Sent from my iPhone using Tapatalk


----------



## tirediron (Nov 15, 2013)

There's so much more than can be put in a hundred posts; check out YouTube and this will be the best $30 you EVER spent on lighting!


----------



## Derrel (Nov 15, 2013)

I looked at the flash design on-line here CHEETAH Light CL-180 ? Bare Bulb HSS Flash ? Review | FLASH HAVOC

My gut feeling is that no, it'd probably work better to use it with the reflector ON the flash, not in the bare-tube mode. Try each method and see. When the reflector is removed, watch out for "raw light" that does not travel into the bowl of the umbrella, but which instead, flies all over the shooting area, causing stray light, and possibly unwanted reflections. "Most" studio flash heads and monolight flash systems have a designated "*umbrella reflector*" with often around a 110-degree beam spread angle. This new Cheetah is neither a studio flash head nor a monolight, but a hybrid shoe-mount in the old Sunpak 120-J style. I just think that using it with the reflector with the umbrella will probably be the normal mode of operation.


----------



## pixelboy (Nov 16, 2013)

Thank you for your replies. I gave it a go without the reflector and it performed better, filling the umbrella much better, but the reflector I have isn't an umbrella one so I will order it and see how it goes with that. They're pretty cheap ones so no worries.

Thanks for the book tip too. I'm on it


----------



## Derrel (Nov 16, 2013)

Wow, I checked out the Cheetah home page! They have some nifty flash gear there! I have a feeling that this stuff might just become very trendy and popular with a certain segment of the internet-based photo community.

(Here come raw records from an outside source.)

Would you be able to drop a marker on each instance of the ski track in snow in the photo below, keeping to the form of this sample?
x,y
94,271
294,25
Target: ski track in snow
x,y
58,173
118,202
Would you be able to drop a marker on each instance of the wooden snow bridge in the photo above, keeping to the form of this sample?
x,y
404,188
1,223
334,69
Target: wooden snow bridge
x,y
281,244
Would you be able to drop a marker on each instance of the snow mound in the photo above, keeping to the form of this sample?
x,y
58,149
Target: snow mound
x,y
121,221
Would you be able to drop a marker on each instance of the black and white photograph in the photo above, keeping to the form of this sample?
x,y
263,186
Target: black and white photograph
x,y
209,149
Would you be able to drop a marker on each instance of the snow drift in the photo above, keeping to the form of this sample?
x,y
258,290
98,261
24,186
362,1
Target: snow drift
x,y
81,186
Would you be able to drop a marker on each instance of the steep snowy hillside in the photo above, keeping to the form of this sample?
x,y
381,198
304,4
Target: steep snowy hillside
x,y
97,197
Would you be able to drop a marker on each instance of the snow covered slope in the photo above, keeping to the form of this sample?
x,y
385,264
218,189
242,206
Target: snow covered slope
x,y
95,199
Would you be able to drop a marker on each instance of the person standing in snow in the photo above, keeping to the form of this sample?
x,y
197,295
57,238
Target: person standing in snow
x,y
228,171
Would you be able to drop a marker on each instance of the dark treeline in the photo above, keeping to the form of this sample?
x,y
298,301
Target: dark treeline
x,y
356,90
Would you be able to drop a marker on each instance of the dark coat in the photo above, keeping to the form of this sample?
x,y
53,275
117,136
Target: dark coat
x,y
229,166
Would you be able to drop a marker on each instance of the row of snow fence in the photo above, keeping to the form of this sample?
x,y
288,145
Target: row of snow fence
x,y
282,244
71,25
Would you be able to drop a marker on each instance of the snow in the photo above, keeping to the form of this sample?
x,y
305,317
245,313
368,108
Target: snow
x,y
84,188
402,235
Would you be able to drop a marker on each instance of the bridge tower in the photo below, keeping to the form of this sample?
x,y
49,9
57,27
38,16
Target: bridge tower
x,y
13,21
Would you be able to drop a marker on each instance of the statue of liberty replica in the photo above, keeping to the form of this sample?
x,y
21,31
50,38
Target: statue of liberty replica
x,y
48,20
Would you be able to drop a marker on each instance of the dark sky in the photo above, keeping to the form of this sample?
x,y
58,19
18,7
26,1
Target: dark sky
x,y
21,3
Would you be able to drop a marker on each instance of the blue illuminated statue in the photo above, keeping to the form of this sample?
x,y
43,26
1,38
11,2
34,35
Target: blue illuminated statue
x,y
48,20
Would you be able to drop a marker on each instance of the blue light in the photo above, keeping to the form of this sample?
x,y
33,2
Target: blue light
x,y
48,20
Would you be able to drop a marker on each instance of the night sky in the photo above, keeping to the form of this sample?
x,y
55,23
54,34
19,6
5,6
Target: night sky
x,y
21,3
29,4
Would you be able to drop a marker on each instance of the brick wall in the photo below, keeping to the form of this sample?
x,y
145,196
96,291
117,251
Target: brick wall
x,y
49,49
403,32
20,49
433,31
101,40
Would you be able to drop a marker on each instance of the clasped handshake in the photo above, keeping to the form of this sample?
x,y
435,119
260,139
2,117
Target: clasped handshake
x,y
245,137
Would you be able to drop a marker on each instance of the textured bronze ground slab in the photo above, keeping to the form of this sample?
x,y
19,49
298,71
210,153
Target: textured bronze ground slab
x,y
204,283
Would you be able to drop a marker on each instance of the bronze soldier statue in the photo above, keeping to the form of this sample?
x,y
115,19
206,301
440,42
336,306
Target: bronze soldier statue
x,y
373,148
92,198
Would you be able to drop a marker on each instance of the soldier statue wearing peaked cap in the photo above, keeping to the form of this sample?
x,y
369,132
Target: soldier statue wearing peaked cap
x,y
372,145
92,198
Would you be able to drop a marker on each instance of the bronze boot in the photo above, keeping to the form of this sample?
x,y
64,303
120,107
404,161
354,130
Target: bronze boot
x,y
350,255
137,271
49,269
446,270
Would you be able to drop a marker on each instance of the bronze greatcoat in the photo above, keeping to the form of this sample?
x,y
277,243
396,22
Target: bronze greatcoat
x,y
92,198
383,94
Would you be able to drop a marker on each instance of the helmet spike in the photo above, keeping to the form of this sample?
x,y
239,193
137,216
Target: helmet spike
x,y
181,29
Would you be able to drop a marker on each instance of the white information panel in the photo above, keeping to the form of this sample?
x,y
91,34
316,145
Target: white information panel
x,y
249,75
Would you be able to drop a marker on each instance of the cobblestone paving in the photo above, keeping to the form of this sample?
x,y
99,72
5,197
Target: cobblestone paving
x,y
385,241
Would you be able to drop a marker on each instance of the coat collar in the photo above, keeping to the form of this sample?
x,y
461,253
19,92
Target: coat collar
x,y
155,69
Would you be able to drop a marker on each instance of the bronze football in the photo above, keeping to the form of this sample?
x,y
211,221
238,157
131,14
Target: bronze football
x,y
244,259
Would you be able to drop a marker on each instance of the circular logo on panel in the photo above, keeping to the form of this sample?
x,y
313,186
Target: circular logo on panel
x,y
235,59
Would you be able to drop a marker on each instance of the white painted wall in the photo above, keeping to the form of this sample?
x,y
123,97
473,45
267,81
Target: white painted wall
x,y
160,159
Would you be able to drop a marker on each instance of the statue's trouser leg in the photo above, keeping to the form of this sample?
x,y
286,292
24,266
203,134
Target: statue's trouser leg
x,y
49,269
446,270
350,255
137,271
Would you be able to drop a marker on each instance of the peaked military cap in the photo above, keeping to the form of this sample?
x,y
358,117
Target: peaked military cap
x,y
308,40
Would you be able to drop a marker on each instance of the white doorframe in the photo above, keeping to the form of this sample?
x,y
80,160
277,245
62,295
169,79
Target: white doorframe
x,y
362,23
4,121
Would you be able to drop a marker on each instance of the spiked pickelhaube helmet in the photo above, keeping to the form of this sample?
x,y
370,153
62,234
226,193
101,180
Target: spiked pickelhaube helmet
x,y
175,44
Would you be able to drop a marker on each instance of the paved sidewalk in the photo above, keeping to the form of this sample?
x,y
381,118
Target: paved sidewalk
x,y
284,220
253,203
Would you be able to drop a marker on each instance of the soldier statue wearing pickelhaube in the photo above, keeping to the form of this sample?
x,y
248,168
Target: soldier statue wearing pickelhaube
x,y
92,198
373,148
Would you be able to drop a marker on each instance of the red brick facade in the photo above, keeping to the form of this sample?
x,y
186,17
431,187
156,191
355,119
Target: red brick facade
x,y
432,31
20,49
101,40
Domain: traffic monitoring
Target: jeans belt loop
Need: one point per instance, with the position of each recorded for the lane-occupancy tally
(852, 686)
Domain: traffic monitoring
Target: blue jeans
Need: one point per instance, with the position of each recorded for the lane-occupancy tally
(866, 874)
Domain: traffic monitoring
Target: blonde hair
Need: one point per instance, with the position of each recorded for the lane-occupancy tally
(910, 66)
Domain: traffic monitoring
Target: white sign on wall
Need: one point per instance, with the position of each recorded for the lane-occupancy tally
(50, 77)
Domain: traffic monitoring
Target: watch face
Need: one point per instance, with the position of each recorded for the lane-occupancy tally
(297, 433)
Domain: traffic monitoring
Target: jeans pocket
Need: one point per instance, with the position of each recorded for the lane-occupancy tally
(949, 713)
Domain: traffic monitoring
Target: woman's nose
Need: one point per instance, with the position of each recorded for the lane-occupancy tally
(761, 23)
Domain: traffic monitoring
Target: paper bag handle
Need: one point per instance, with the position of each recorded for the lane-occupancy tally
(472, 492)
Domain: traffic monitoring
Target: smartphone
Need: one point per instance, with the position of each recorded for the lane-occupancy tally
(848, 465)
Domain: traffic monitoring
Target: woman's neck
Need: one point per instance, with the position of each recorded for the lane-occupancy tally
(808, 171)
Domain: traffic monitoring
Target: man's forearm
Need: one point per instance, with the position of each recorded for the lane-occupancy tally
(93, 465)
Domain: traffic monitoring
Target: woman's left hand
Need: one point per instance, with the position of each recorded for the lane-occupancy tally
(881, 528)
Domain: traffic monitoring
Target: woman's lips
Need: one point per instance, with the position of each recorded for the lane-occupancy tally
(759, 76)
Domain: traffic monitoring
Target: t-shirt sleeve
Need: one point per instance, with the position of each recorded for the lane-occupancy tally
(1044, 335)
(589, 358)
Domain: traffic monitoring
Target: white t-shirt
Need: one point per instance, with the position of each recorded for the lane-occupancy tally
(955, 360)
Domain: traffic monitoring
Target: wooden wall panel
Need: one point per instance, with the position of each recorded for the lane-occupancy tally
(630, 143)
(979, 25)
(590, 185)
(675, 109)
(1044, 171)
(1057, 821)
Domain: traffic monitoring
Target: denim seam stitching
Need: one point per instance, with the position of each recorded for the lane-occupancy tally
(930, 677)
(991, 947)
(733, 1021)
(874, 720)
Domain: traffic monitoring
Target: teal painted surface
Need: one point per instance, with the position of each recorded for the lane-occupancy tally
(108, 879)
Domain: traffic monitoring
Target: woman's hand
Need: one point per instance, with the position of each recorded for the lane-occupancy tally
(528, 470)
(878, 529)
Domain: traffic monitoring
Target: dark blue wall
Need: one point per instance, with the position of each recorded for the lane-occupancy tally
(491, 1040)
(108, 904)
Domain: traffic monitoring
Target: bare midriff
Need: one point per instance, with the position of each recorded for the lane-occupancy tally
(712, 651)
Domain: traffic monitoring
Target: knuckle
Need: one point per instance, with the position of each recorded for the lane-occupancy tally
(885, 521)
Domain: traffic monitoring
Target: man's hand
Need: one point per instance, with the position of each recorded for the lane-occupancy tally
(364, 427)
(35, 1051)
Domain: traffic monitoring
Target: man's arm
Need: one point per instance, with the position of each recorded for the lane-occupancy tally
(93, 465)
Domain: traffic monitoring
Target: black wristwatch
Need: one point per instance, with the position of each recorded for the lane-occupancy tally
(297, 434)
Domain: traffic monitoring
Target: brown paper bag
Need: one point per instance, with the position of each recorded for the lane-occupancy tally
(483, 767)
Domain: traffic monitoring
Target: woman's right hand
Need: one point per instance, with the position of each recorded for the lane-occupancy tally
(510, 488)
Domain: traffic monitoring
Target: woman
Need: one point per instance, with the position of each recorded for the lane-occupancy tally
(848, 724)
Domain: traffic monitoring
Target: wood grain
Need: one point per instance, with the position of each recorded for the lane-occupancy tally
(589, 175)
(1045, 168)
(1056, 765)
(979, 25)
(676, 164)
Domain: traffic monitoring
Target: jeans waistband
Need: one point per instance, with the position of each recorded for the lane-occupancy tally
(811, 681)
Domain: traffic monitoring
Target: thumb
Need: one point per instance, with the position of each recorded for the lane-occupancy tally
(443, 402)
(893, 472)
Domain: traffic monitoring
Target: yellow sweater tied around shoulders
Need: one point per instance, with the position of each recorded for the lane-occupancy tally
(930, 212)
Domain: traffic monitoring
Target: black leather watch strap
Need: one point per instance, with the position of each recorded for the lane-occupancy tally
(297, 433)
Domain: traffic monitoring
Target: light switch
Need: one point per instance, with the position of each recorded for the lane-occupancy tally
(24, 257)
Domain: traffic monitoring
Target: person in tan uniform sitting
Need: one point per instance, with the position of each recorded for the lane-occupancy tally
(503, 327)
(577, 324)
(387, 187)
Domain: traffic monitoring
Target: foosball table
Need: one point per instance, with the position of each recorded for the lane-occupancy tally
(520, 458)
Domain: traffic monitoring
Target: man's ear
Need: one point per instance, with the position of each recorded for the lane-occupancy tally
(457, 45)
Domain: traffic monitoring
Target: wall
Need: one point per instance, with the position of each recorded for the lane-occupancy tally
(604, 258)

https://www.cheetahstand.com/


----------



## pixelboy (Nov 16, 2013)

Derrel the Godox lights are amazing value IMHO. They have some great modifiers and the light quality, power, and sheer rugged performance are astonishingly good. I was looking for a Quantum for a while but couldn't afford one. These ( Atom in the UK ) lights do it all apart from TTL which I'm not too bothered about. If I need TTL I have my speedlites. I've only just got my Atom 360 and I've been laid low with a bug this week but I'm desperate to get to grips with it once I'm out and about again. Stick one of these in a softbox and you very nearly have the equivalent of a studio light and certainly it is much more convenient than strapping 3 speedlites together 


Oh yeah, and you can use the battery pack with your speedlite if you want too


----------